Anti-Medullary epithelium Antibody, clone ER-TR5

The thymus is considered as the primary lymphoid organ that is responsible for the generation and maturation of T cells. Thymic epithelial cells account for the majority of thymic stromal components. These cells can be divided into cortical and medullary thymic epithelial cells based on their localization within the thymus. Cortical thymic epithelial cells are essential for the positive selection of T cells, whereas the medullary thymic epithelial cells (mTEC) play a role in inducing negative selection of highly reactive T cells that are required for establishing central self-tolerance. In murine species, mTEC are further divided into mTEC low and mTEC high according to the expression levels of several maturation molecules, such as MHCII and CD80. mTEC low cells can serve as precursors for mature mTEC high cells. mTECs have also been classified into four major subsets, termed mTEC I-IV depending on their distinct transcriptional and molecular characteristics. mTEC I and II subpopulation appear early and can be detected at E18.5 and are most proliferative cells. mTEC III are detected in thymus at 4-weeks. mTEC IV are visible on day 6 in neonatal mice. The function of mTECs is dependent on their characteristic features such as ectopic expression of peripheral tissue restricted antigens and their master regulator-autoimmune regulator (Aire), expression of various chemokines and cytokines. Lymphotoxin β receptor (LTβR) is reported to be an essential regulator of multiple mTEC subsets within the mTEC low compartment. It controls thymic tolerance by regulating the frequency and makeup of intrathymic dendritic cells that are required for effective thymocyte negative selection. Clone ER-TR5 is shown to exclusively react with mTECs. (Ref.: Wang, HX., et al. (2020). Front. Immunol. 10; 3099; Lucas, B., et al. (2020). Nat. Commun. 11; Article 2198; Cosway, EJ., et al. (2017). J. Exp. Med. 214(11); 3183-3195; Van Vliet, E., et al. (1984). Eur. J. Immunol. 14(6); 524-529).

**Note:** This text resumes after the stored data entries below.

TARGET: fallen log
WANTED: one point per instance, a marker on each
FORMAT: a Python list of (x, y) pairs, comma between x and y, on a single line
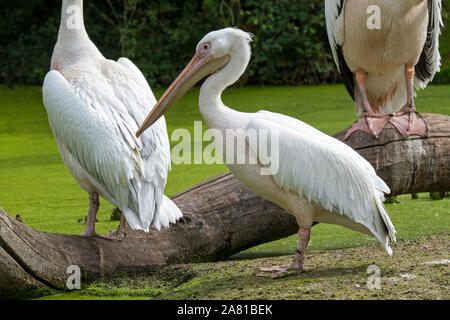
[(221, 217)]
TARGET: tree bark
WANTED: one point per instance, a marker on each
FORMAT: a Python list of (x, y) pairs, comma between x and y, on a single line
[(221, 217)]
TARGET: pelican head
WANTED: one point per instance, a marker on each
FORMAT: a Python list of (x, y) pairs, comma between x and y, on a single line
[(214, 52)]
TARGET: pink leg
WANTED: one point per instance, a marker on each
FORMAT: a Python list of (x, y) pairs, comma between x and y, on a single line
[(408, 121), (369, 122), (94, 204), (296, 267), (119, 233)]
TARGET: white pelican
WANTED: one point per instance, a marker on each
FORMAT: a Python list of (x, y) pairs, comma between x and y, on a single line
[(387, 47), (319, 178), (94, 106)]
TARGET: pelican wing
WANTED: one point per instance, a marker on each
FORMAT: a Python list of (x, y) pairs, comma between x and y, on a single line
[(334, 15), (328, 173), (96, 120), (430, 59)]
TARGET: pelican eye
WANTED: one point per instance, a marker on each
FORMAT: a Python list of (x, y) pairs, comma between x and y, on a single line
[(204, 49)]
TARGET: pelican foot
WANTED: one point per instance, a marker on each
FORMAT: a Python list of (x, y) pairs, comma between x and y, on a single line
[(371, 123), (277, 272), (409, 122)]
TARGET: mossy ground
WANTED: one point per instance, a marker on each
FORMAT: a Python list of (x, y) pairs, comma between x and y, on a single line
[(35, 183), (413, 272)]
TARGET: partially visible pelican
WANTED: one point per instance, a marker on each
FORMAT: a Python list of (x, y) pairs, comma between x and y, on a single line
[(94, 106), (382, 60), (319, 178)]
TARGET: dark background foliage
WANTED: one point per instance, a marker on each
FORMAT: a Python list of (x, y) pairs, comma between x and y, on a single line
[(290, 44)]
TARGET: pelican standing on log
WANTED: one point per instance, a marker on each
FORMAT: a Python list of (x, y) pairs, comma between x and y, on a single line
[(94, 106), (384, 50), (319, 178)]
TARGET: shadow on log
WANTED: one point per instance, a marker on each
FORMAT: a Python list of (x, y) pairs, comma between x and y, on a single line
[(221, 217)]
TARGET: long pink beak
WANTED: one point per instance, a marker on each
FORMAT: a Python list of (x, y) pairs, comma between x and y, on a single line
[(196, 69)]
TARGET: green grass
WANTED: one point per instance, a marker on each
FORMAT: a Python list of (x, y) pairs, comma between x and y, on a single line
[(35, 183)]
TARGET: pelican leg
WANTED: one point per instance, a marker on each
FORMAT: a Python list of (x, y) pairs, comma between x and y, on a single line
[(94, 204), (119, 233), (296, 267), (369, 122), (408, 121)]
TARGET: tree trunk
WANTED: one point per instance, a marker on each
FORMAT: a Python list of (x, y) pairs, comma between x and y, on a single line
[(221, 217)]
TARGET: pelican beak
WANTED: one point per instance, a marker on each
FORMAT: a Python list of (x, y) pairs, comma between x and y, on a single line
[(198, 68)]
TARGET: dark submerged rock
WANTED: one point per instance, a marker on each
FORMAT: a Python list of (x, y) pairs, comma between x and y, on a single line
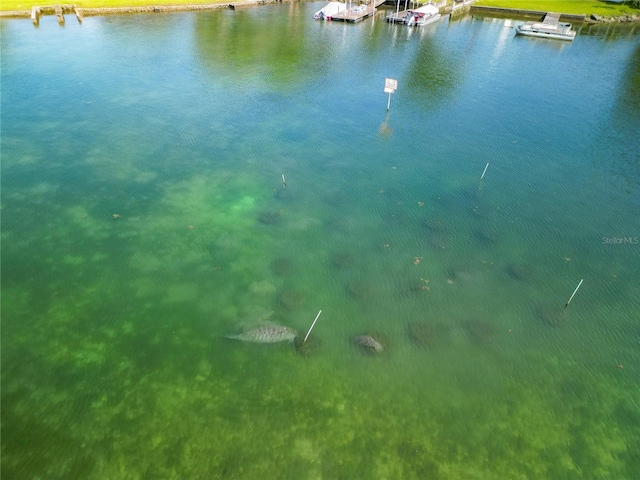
[(269, 218)]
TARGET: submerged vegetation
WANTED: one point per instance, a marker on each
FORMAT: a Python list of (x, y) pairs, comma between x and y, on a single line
[(140, 226)]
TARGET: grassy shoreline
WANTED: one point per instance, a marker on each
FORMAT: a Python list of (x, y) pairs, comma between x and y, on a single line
[(586, 7)]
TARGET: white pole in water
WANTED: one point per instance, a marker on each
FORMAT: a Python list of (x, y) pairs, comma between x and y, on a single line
[(485, 170), (311, 328), (574, 292)]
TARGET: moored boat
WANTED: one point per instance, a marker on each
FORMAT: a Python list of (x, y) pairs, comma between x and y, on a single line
[(422, 16), (559, 31), (332, 8)]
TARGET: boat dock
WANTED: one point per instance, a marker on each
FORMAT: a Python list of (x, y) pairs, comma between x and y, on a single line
[(355, 14)]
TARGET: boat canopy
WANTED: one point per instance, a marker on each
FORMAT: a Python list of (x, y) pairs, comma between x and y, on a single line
[(332, 8), (426, 10)]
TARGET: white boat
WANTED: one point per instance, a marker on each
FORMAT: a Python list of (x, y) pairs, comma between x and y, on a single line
[(422, 16), (331, 9), (560, 31)]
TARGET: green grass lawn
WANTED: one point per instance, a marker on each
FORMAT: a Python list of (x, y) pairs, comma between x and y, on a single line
[(565, 6)]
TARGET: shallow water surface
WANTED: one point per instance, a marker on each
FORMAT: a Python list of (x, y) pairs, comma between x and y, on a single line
[(144, 217)]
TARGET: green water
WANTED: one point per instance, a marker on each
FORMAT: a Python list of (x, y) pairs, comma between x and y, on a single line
[(144, 218)]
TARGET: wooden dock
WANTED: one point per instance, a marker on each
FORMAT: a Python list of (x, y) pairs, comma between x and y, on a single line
[(360, 12)]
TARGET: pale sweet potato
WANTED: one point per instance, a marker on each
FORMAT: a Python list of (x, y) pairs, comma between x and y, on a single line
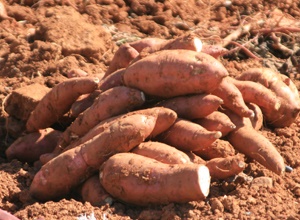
[(253, 144), (170, 73), (194, 106), (30, 147), (161, 152), (188, 136), (141, 181), (58, 101), (216, 121), (66, 171), (222, 168), (232, 98)]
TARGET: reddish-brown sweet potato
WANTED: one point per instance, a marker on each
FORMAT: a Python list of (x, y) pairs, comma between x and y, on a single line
[(170, 73), (232, 98), (161, 152), (219, 148), (92, 191), (188, 136), (115, 101), (222, 168), (250, 142), (216, 121), (139, 180), (66, 171), (30, 147), (194, 106), (58, 101), (123, 56)]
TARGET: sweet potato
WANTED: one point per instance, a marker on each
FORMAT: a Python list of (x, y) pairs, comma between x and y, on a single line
[(216, 121), (250, 142), (92, 191), (141, 181), (287, 94), (29, 147), (188, 136), (161, 152), (58, 101), (170, 73), (219, 148), (113, 80), (222, 168), (202, 105), (121, 59), (232, 98), (66, 171), (83, 102), (112, 102)]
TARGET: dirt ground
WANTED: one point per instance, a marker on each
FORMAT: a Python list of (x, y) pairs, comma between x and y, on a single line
[(40, 41)]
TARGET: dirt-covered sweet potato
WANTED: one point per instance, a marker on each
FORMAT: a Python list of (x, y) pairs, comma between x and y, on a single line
[(58, 101), (216, 121), (161, 152), (170, 73), (245, 139), (202, 105), (70, 168), (140, 180), (30, 147), (188, 136)]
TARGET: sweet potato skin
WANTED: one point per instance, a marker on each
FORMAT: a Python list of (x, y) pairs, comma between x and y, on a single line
[(30, 147), (170, 73), (143, 181), (58, 101), (79, 163), (202, 105), (245, 139), (161, 152)]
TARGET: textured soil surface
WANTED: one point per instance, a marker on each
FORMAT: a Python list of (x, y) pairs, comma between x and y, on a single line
[(40, 41)]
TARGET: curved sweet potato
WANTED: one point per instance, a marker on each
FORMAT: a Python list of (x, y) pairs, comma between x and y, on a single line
[(188, 136), (58, 101), (232, 98), (170, 73), (222, 168), (112, 102), (123, 56), (216, 121), (30, 147), (139, 180), (202, 105), (66, 171), (161, 152), (250, 142)]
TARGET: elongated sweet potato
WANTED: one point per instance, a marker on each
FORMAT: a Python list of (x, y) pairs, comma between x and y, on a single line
[(161, 152), (202, 105), (66, 171), (188, 136), (30, 147), (284, 89), (92, 191), (139, 180), (58, 101), (250, 142), (232, 98), (115, 101), (123, 56), (216, 121), (219, 148), (222, 168), (170, 73)]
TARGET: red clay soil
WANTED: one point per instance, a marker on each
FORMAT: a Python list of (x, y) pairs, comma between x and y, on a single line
[(40, 41)]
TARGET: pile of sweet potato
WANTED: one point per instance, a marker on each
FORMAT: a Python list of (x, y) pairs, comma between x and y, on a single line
[(164, 119)]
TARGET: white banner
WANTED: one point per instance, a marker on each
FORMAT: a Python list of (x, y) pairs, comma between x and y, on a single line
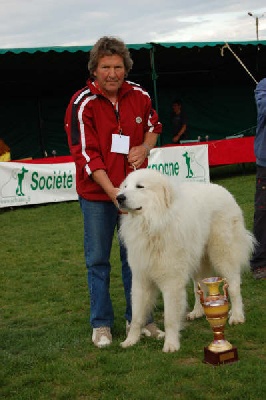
[(182, 163), (28, 183)]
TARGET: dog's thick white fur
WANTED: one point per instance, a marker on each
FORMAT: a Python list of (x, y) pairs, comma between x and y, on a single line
[(174, 233)]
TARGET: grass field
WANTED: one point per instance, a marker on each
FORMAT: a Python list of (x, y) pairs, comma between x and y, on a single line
[(46, 349)]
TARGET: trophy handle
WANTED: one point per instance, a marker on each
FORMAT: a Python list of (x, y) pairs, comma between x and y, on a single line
[(225, 289), (200, 292)]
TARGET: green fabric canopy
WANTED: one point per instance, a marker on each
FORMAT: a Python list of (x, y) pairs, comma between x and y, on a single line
[(217, 91)]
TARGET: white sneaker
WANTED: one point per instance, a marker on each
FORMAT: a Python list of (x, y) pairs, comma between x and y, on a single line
[(102, 336), (150, 330)]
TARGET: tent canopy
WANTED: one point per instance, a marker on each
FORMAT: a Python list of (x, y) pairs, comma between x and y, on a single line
[(217, 92)]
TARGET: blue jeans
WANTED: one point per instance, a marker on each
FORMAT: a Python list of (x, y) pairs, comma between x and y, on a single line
[(100, 221)]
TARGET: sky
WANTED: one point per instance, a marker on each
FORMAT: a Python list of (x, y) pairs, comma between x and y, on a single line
[(47, 23)]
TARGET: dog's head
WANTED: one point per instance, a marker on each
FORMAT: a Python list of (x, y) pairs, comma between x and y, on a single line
[(145, 191)]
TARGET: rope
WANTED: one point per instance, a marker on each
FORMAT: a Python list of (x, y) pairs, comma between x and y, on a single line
[(238, 59)]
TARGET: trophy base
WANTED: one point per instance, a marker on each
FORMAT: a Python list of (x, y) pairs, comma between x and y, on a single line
[(224, 357)]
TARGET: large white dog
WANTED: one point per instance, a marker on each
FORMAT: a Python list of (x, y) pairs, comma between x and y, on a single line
[(174, 233)]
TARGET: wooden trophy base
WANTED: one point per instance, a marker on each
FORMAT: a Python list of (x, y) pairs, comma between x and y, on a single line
[(224, 357)]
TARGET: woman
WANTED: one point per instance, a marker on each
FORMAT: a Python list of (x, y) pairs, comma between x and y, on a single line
[(111, 127)]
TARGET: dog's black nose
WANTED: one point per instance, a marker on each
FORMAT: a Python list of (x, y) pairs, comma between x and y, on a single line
[(121, 198)]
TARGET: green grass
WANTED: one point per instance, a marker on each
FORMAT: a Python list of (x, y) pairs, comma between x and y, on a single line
[(46, 349)]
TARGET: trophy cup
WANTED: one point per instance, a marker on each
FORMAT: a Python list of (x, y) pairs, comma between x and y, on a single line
[(216, 307)]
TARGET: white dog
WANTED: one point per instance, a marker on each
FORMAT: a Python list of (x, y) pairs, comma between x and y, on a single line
[(174, 233)]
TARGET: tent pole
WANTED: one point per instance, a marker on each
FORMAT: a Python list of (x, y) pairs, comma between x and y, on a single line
[(154, 77)]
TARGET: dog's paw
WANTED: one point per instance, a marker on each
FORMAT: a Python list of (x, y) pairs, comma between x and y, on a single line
[(236, 319), (195, 314), (128, 343), (170, 347)]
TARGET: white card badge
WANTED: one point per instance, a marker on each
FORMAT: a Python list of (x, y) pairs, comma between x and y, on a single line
[(120, 144)]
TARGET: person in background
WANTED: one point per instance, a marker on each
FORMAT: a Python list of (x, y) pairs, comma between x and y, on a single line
[(111, 128), (258, 261), (4, 151), (179, 123)]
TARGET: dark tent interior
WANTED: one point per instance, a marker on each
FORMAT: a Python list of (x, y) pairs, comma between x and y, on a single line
[(215, 83)]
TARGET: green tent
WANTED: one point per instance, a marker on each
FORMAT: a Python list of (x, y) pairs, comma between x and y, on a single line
[(216, 85)]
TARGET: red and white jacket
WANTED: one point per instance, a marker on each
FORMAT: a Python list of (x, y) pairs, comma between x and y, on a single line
[(90, 121)]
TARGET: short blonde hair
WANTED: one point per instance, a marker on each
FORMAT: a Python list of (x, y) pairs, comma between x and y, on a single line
[(107, 46)]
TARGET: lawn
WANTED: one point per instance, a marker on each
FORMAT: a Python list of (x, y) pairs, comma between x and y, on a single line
[(46, 348)]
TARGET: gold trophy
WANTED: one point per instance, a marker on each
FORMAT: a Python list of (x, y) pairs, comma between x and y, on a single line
[(216, 307)]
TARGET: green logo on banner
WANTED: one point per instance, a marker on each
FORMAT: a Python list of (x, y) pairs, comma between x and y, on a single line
[(20, 178)]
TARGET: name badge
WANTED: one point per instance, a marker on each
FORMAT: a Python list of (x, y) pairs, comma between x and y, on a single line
[(120, 144)]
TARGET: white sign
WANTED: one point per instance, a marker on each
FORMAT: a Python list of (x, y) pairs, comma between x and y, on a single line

Thymic stromal cells isolated from C3H mice.

Quality Control Testing

Evaluated by Immunohistochemistry in Mouse thymus tissue.

Immunohistochemistry Applications: 1:150 dilution of this antibody detected Medullary epithelium in Mouse thymus tissue sections.

Tested applications

Immunofluorescence Analysis: A representative lot detected Medullary epithelium in Immunofluorescence applications (Akiyama, T., et al. (2005). Science. 308(5719):248-51; Lei, Y., et al. (2011). J Exp Med. 208(2):383-94; Cosway, E.J., et al. (2017). J Exp Med. 214(11):3183-3195).

Immunohistochemistry Applications: A representative lot detected Medullary epithelium in Immunohistochemistry applications (Van Vliet, E., et al. (1984). Eur J Immunol. 14(6):524-9; Akiyama, T., et al. (2005). Science.;308(5719):248-51; Dooley, J., et al. (2006). J Immunol. 176(11):6484-90; Lei, Y., et al. (2011). J Exp Med. 208(2):383-94; Cosway, E.J., et al. (2017). J Exp Med. 214(11):3183-3195).

Note: Actual optimal working dilutions must be determined by end user as specimens, and experimental conditions may vary with the end user

Anti-Medullary epithelium, clone ER-TR5, Cat. No. MABF2818, is a rat monoclonal antibody that detects Medullary epithelium and is tested for use in Immunohistochemistry and Immunofluorescence.

Clone ER-TR5 is a rat monoclonal antibody that detects Medullary epithelial cells.

Purified rat monoclonal antibody IgM in buffer containing 0.1 M Tris-Glycine (pH 7.4), 150 mM NaCl with 0.05% sodium azide.

Recommended storage: +2°C to +8°C.

Concentration: Please refer to the Certificate of Analysis for the lot-specific concentration.

Unless otherwise stated in our catalog or other company documentation accompanying the product(s), our products are intended for research use only and are not to be used for any other purpose, which includes but is not limited to, unauthorized commercial uses, in vitro diagnostic uses, ex vivo or in vivo therapeutic uses or any type of consumption or application to humans or animals.